Abgesehen von den Verhandlungen auf europäischer Ebene finden auch intensive Verhandlungen zwischen den Behörden des Vereinigten Königreichs und Österreichs statt. Dabei wird versucht, für alle Beteiligten die negativen Auswirkungen durch einen „Hard-Brexit“ abzufedern oder zu vermeiden. Allerdings können derartige Vereinbarungen zwischen dem Vereinigten Königreich und Österreich erst dann verbindlich festgelegt werden, wenn es tatsächlich zu einem „Hard-Brexit“ kommt. Aus derzeitiger Sicht ist damit zu rechnen, dass die Entscheidung auf europäischer Ebene erst kurz vor dem 31.01.2020 fallen wird und daher äußerst kurzfristig die Auswirkungen im Einzelfall beurteilt werden können.

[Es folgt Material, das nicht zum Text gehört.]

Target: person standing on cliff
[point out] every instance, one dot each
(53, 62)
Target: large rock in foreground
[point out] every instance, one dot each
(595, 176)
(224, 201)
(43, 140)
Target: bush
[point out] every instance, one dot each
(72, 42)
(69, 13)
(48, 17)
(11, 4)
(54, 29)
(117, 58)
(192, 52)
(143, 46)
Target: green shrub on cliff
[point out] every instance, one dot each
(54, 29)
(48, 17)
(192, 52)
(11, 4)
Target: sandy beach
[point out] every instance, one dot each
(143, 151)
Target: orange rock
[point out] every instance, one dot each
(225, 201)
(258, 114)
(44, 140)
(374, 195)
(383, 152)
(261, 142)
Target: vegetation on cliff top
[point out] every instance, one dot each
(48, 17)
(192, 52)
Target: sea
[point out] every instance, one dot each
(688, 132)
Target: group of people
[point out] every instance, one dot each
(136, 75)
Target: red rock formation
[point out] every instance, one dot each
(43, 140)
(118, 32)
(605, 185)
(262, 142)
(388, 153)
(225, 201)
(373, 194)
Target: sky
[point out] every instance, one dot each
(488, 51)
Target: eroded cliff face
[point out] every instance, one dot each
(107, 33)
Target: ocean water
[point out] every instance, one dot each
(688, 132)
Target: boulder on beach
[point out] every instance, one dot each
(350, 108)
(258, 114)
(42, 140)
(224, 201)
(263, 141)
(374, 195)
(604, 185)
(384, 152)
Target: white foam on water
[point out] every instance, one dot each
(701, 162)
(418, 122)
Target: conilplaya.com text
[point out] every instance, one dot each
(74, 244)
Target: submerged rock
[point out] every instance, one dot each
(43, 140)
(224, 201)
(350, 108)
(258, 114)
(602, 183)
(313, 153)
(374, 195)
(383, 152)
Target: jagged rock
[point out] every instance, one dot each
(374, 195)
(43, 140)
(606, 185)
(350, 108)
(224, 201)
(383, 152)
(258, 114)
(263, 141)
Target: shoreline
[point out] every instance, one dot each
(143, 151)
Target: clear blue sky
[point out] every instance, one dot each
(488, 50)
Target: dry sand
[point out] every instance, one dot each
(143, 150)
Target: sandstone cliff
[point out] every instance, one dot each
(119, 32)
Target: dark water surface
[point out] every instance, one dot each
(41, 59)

Es ist daher zu empfehlen, die Berichte in den Medien aufmerksam zu verfolgen. Allfällige Informationen können auch beim Hauptverband der österreichischen Sozialversicherungsträger oder bei den Sozialversicherungsträgern eingeholt werden, wobei aber auf den Einzelfall bezogen erst dann verbindliche Auskünfte erteilen können, wenn eine Lösung des eingangs dargestellten „Brexit-Dilemmas“ gefunden wurde.